Displacement Mechanics
Food insecurity functions as a population control mechanism, generating forced migration that destabilizes neighboring states. Of the 123.2 million forcibly displaced persons globally at the end of 2024, 95.8 million lived in food-crisis countries, according to UNHCR data. The pattern is consistent: conflict-driven food insecurity precedes mass displacement by 6-18 months, creating refugee flows that strain regional stability and humanitarian capacity.
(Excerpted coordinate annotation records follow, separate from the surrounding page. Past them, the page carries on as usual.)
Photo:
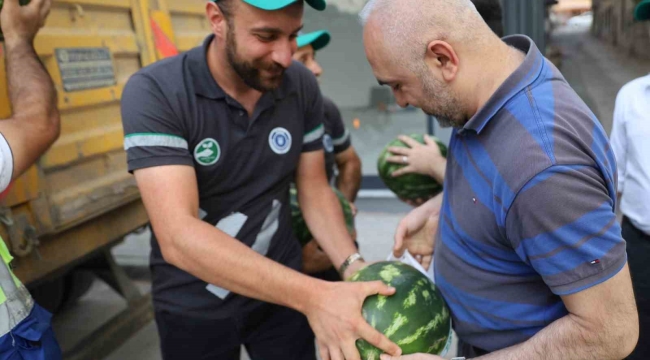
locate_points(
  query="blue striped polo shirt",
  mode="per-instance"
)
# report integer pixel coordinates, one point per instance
(529, 208)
In 2025, famine was confirmed in both Gaza Governorate and Sudan—the first time since systematic reporting began that two contexts simultaneously met famine classification criteria in the same year. The convergence illustrates how food weaponization operates across different conflict types: territorial occupation in Gaza, civil war dynamics in Sudan, both producing identical humanitarian outcomes through infrastructure targeting and supply line disruption.
What to Watch
Monitor spring 2026 crop yields in Ukraine and fertilizer price trajectories through the planting season. A second consecutive year of depressed Ukrainian grain production would signal sustained strategic targeting rather than opportunistic wartime damage. Watch for downstream refugee movements in sub-Saharan Africa correlating with 2025-2026 food security deterioration—particularly in Burkina Faso, Mali, and Niger where conflict intensity has escalated.
Track whether international mechanisms develop enforcement capacity beyond rhetorical condemnation. The current framework allows food weaponization to operate as low-cost, high-impact Asymmetric Warfare with minimal legal consequences. Without credible deterrence, the 266 million facing acute hunger in 2025 represents a baseline, not a ceiling.